Włodarze, kibice, a także sami piłkarze Lecha Poznań nie mogą być zadowoleni. Do siedziby klubu dotarły bowiem wieści dotyczące rozbudowy stadionu „Kolejorza”. Według doniesień niepewne jest zakończenie montażu konstrukcji dachowej w określonym wcześniej terminie.
– Jeśli te wiadomości miałyby się potwierdzić, to mamy powód do niepokoju. Znaczyłoby to tyle, że ani 21 listopada, a może nawet w grudniu nie zagramy na Bułgarskiej. Spowodowane jest to faktem, że konstrukcje, które miały być osadzone na miejscu już trzy tygodnie temu, nadal znajdują się na poziomie jednego metra – poinformował Arkadiusz Kasprzak, wiceprezes poznańskiej drużyny.

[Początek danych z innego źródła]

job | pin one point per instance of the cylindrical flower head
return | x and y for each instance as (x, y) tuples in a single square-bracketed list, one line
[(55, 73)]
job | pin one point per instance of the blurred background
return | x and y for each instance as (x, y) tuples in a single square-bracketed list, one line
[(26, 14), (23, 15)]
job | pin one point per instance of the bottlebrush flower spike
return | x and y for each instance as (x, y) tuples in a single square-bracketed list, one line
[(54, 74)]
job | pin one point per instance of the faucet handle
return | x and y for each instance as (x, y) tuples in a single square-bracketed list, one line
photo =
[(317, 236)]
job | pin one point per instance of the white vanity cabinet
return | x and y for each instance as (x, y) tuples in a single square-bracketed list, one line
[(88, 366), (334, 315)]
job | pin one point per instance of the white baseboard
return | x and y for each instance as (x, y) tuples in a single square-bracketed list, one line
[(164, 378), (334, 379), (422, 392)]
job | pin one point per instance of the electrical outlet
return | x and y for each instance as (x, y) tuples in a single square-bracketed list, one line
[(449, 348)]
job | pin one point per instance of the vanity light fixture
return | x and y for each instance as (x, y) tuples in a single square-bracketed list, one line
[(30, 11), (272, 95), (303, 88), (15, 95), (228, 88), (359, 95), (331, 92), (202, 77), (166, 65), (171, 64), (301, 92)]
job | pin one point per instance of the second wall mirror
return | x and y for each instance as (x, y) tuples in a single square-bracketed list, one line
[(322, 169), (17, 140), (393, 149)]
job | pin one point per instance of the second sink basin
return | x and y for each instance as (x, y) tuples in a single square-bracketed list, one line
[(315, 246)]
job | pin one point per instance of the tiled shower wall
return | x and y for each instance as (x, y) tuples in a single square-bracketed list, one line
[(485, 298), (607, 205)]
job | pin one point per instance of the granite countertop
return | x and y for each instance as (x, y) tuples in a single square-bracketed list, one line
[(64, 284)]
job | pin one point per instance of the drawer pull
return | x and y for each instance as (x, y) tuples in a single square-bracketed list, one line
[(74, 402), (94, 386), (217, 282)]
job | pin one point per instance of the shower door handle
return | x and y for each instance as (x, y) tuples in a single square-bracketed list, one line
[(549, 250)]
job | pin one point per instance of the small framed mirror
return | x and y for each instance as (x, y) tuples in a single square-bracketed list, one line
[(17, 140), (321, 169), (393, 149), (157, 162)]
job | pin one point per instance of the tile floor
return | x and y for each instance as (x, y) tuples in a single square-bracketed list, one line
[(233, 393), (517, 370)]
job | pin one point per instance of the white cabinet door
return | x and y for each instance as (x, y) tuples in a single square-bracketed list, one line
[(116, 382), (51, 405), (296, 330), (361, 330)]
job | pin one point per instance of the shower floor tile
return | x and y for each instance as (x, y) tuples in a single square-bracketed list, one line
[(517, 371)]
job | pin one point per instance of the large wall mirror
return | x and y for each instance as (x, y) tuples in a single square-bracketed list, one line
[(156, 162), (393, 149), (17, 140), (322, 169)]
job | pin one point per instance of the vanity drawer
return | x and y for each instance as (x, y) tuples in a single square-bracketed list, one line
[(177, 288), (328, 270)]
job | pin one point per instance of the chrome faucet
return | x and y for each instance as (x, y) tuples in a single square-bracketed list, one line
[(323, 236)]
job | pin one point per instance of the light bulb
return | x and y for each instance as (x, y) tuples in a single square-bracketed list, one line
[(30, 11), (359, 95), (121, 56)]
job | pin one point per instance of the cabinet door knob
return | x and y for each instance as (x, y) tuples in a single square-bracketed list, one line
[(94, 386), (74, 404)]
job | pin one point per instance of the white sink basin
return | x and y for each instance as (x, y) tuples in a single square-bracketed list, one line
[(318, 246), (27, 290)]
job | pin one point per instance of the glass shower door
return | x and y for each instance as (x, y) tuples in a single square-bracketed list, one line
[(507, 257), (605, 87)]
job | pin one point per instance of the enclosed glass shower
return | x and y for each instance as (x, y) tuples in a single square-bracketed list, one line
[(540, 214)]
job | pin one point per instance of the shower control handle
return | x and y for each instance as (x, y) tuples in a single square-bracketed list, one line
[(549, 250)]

Wobec tych informacji pod znakiem zapytania stoją także występy Lecha przy Bułgarskiej w ramach pierwszych kolejek rundy wiosennej. Z tego faktu nie mogą być również zadowoleni sympatycy „Lechitów”, którzy byli pewni, że przyjdzie im dopingować swój klub na zmodernizowanym, nowoczesnym obiekcie jeszcze w tym roku. Wygląda jednak na to, że plany te będzie trzeba odłożyć na kolejne miesiące.